Harris also derives satisfaction from coaching young associates.

"Learning the rules of the road" should be the top priority for anyone in the first year of a new job, but after that, Harris says, a rising star will begin to contribute more than an accurate analysis.

"Stretch yourself and take the ball," she advises, "but don't become so immersed in work that you forget to say hello to people. You need to develop relationships over time with both colleagues and clients and positively influence perceptions about you."

Harris learned some lessons "the hard way" at the outset of her career, at a time when there were fewer mentors. "I promised myself that if I made it, I would repay those who helped me by guiding others, who in turn will reach back and show someone else how to move ahead."

The drive to deliver results professionally is equaled in Harris's life by her commitment to community service, and a deep-rooted love of singing, which has been her serious avocation for many years.

Harris has invested her time and energy in many organizations, and serves, for example, on the boards of Food for Survival/The New York Food Bank, and the Brooklyn Alumnae Chapter of Delta Sigma Theta Sorority, Inc.

In addition, she has funded scholarships at the high school and college level, including the Carla A. Harris Scholarship at Harvard University and Bishop Kenny High School in her hometown of Jacksonville, Florida. She has been a financial sponsor for the Student/Sponsor Partnership Program, which provides tuition assistance at parochial schools in New York City.

Her gifts as a singer have been showcased at events around the city, and she is vice president of the St.

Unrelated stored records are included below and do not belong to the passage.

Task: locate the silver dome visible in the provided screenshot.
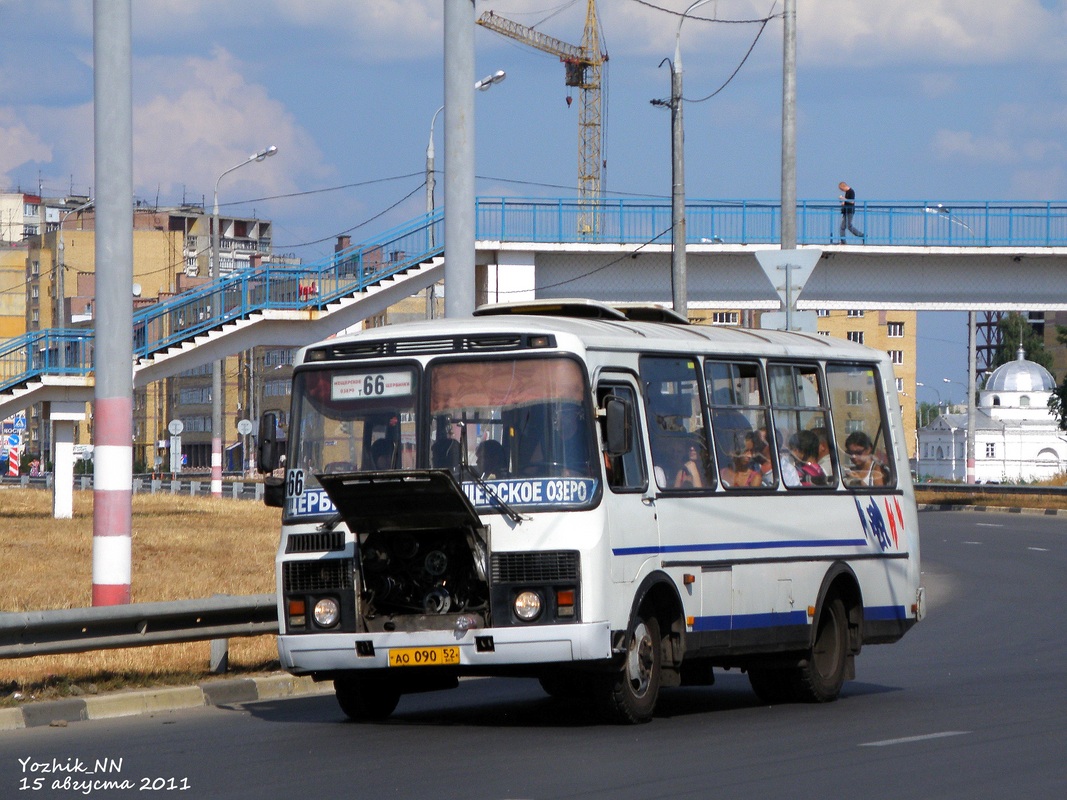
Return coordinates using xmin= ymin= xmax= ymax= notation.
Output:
xmin=985 ymin=347 xmax=1056 ymax=391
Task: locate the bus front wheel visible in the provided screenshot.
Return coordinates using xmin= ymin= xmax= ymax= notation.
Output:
xmin=334 ymin=676 xmax=400 ymax=722
xmin=599 ymin=615 xmax=663 ymax=724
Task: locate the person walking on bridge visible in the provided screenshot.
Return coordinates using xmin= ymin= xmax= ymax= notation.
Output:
xmin=838 ymin=180 xmax=863 ymax=244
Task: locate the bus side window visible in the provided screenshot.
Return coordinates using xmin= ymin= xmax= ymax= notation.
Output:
xmin=826 ymin=364 xmax=896 ymax=489
xmin=640 ymin=356 xmax=715 ymax=492
xmin=596 ymin=384 xmax=648 ymax=492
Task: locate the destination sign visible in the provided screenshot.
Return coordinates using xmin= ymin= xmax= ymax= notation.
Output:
xmin=330 ymin=370 xmax=412 ymax=400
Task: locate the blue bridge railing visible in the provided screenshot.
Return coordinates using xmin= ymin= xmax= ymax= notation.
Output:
xmin=0 ymin=197 xmax=1067 ymax=393
xmin=477 ymin=197 xmax=1067 ymax=247
xmin=0 ymin=209 xmax=444 ymax=393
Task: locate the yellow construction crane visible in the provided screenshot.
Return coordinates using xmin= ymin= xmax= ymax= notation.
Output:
xmin=478 ymin=0 xmax=607 ymax=235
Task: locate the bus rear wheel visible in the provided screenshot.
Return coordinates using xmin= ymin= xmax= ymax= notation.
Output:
xmin=796 ymin=595 xmax=848 ymax=703
xmin=748 ymin=595 xmax=848 ymax=705
xmin=598 ymin=615 xmax=663 ymax=724
xmin=334 ymin=676 xmax=400 ymax=722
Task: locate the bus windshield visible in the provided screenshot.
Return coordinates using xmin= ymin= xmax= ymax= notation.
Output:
xmin=287 ymin=366 xmax=418 ymax=489
xmin=287 ymin=357 xmax=599 ymax=515
xmin=427 ymin=358 xmax=596 ymax=481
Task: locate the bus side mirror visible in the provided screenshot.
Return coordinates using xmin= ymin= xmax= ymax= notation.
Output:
xmin=256 ymin=411 xmax=285 ymax=473
xmin=604 ymin=397 xmax=634 ymax=457
xmin=264 ymin=475 xmax=285 ymax=509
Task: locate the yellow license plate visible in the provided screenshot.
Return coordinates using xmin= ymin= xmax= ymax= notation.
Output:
xmin=389 ymin=646 xmax=460 ymax=667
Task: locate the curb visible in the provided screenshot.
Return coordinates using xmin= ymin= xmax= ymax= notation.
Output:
xmin=915 ymin=502 xmax=1067 ymax=516
xmin=0 ymin=675 xmax=333 ymax=731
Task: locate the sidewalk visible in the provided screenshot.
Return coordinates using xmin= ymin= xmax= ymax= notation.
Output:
xmin=0 ymin=674 xmax=333 ymax=731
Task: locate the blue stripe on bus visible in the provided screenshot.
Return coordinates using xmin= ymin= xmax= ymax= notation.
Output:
xmin=692 ymin=606 xmax=908 ymax=631
xmin=611 ymin=539 xmax=867 ymax=556
xmin=863 ymin=606 xmax=908 ymax=622
xmin=692 ymin=610 xmax=808 ymax=630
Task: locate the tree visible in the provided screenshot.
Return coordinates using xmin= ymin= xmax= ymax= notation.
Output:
xmin=1049 ymin=377 xmax=1067 ymax=431
xmin=990 ymin=311 xmax=1062 ymax=371
xmin=1049 ymin=325 xmax=1067 ymax=431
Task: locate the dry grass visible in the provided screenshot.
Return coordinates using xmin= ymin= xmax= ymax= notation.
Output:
xmin=0 ymin=489 xmax=280 ymax=705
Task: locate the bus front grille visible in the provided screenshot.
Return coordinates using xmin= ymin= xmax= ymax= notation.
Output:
xmin=492 ymin=550 xmax=580 ymax=583
xmin=282 ymin=558 xmax=353 ymax=592
xmin=285 ymin=530 xmax=345 ymax=553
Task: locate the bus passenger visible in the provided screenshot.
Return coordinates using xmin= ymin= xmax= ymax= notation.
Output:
xmin=474 ymin=438 xmax=507 ymax=481
xmin=674 ymin=442 xmax=704 ymax=489
xmin=845 ymin=431 xmax=886 ymax=486
xmin=370 ymin=438 xmax=396 ymax=469
xmin=722 ymin=450 xmax=763 ymax=489
xmin=782 ymin=431 xmax=826 ymax=486
xmin=811 ymin=427 xmax=833 ymax=482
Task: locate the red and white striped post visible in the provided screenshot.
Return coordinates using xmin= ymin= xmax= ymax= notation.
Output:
xmin=93 ymin=0 xmax=133 ymax=606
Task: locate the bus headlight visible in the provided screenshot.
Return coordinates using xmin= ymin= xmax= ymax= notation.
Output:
xmin=314 ymin=597 xmax=340 ymax=628
xmin=514 ymin=591 xmax=543 ymax=622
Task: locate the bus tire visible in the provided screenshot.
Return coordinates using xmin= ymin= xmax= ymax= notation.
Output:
xmin=334 ymin=676 xmax=400 ymax=722
xmin=598 ymin=614 xmax=663 ymax=724
xmin=796 ymin=594 xmax=848 ymax=703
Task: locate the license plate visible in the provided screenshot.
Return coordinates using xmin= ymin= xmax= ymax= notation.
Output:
xmin=389 ymin=646 xmax=460 ymax=667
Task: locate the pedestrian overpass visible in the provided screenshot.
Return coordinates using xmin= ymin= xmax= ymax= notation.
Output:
xmin=0 ymin=197 xmax=1067 ymax=509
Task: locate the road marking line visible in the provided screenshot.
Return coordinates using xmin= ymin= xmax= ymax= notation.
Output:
xmin=860 ymin=731 xmax=973 ymax=748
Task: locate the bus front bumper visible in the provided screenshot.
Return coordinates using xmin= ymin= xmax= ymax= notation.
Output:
xmin=277 ymin=622 xmax=611 ymax=674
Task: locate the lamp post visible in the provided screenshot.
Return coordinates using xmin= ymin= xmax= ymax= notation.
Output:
xmin=210 ymin=145 xmax=277 ymax=497
xmin=915 ymin=381 xmax=941 ymax=426
xmin=53 ymin=199 xmax=95 ymax=360
xmin=426 ymin=69 xmax=508 ymax=319
xmin=670 ymin=0 xmax=711 ymax=315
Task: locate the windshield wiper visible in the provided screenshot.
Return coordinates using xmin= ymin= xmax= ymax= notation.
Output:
xmin=460 ymin=461 xmax=529 ymax=525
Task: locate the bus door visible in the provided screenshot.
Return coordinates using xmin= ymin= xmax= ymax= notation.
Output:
xmin=596 ymin=373 xmax=659 ymax=582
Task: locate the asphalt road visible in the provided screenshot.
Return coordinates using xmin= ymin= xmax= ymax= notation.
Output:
xmin=0 ymin=512 xmax=1067 ymax=800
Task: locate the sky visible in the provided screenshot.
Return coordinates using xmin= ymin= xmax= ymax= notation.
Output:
xmin=0 ymin=0 xmax=1067 ymax=402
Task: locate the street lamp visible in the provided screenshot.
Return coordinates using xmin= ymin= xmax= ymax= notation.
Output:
xmin=52 ymin=199 xmax=96 ymax=371
xmin=210 ymin=145 xmax=277 ymax=497
xmin=915 ymin=381 xmax=941 ymax=426
xmin=652 ymin=0 xmax=711 ymax=314
xmin=426 ymin=69 xmax=508 ymax=319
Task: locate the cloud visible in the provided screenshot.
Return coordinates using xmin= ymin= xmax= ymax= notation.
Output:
xmin=797 ymin=0 xmax=1065 ymax=67
xmin=133 ymin=48 xmax=329 ymax=203
xmin=0 ymin=109 xmax=52 ymax=188
xmin=933 ymin=129 xmax=1019 ymax=164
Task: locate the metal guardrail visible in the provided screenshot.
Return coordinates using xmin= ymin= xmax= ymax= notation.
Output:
xmin=915 ymin=483 xmax=1067 ymax=497
xmin=0 ymin=475 xmax=264 ymax=500
xmin=0 ymin=197 xmax=1067 ymax=391
xmin=0 ymin=594 xmax=277 ymax=660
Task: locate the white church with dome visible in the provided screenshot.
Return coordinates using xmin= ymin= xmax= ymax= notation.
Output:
xmin=917 ymin=348 xmax=1067 ymax=483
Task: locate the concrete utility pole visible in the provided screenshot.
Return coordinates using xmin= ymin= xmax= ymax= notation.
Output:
xmin=967 ymin=311 xmax=978 ymax=483
xmin=93 ymin=0 xmax=133 ymax=606
xmin=445 ymin=0 xmax=475 ymax=318
xmin=210 ymin=145 xmax=277 ymax=497
xmin=660 ymin=0 xmax=711 ymax=316
xmin=782 ymin=0 xmax=797 ymax=250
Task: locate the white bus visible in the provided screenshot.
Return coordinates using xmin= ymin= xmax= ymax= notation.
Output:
xmin=253 ymin=301 xmax=924 ymax=722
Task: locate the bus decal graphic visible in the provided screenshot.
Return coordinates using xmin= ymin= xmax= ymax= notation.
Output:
xmin=463 ymin=478 xmax=596 ymax=509
xmin=853 ymin=497 xmax=904 ymax=551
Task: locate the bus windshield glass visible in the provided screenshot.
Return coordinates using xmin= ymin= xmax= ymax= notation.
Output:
xmin=427 ymin=357 xmax=599 ymax=507
xmin=287 ymin=365 xmax=418 ymax=494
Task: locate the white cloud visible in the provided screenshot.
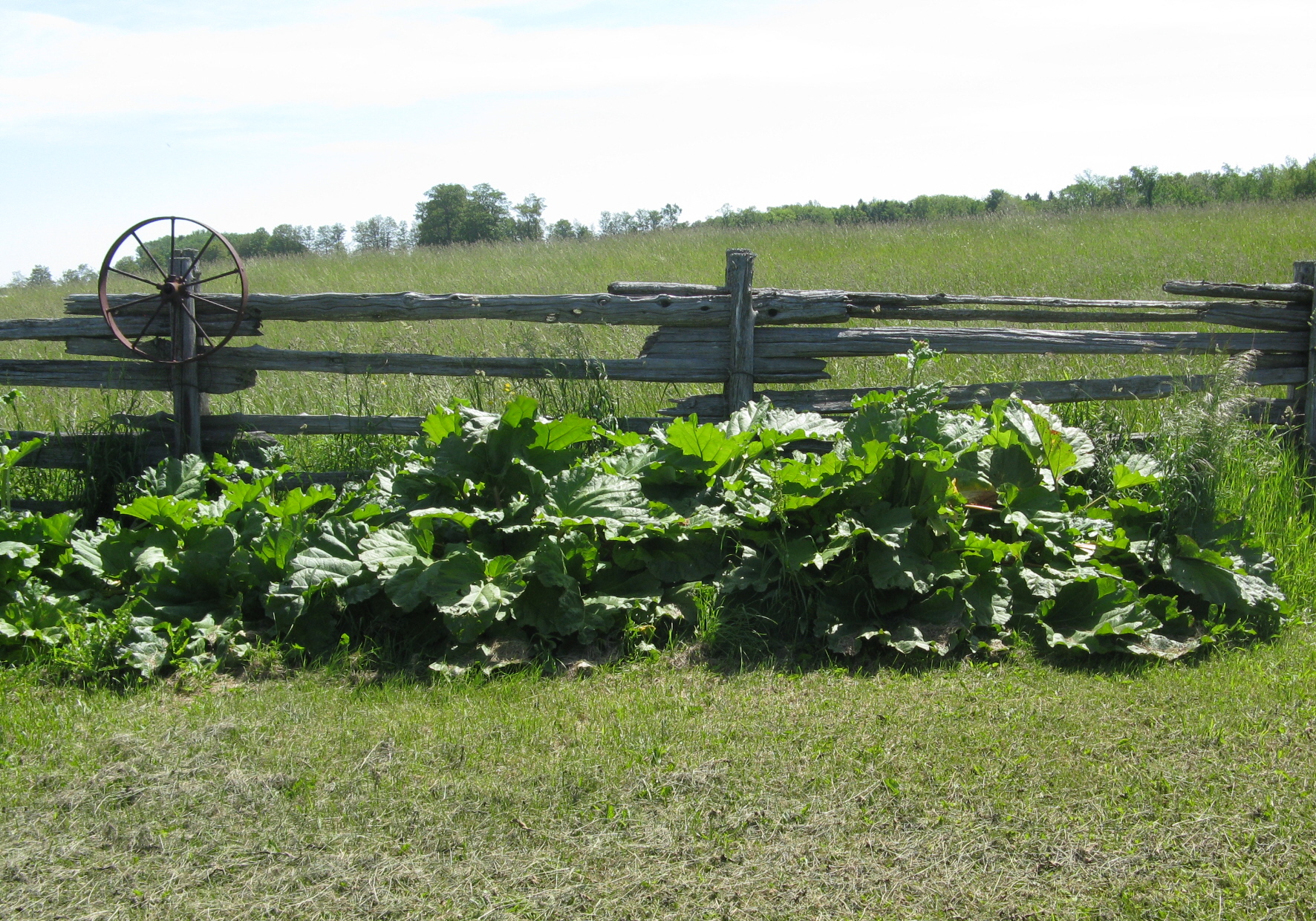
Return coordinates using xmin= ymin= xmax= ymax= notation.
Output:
xmin=0 ymin=0 xmax=1316 ymax=271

Charles Gospelite Choir in Harlem. A joyful merger of this banker's major interests occurred last fall when she released a compilation of traditional and contemporary holiday songs on a CD titled Carla's First Christmas. All proceeds from sales of the CD benefit scholarship funds.

What's the most important lesson Harris has learned in her life? "Pursue all your passions," she responds without hesitation.

"I believe in using every gift God gave us to make people happy. No matter how busy you are, stop and do something for someone else. It's surprising how quickly that will turn your own day around."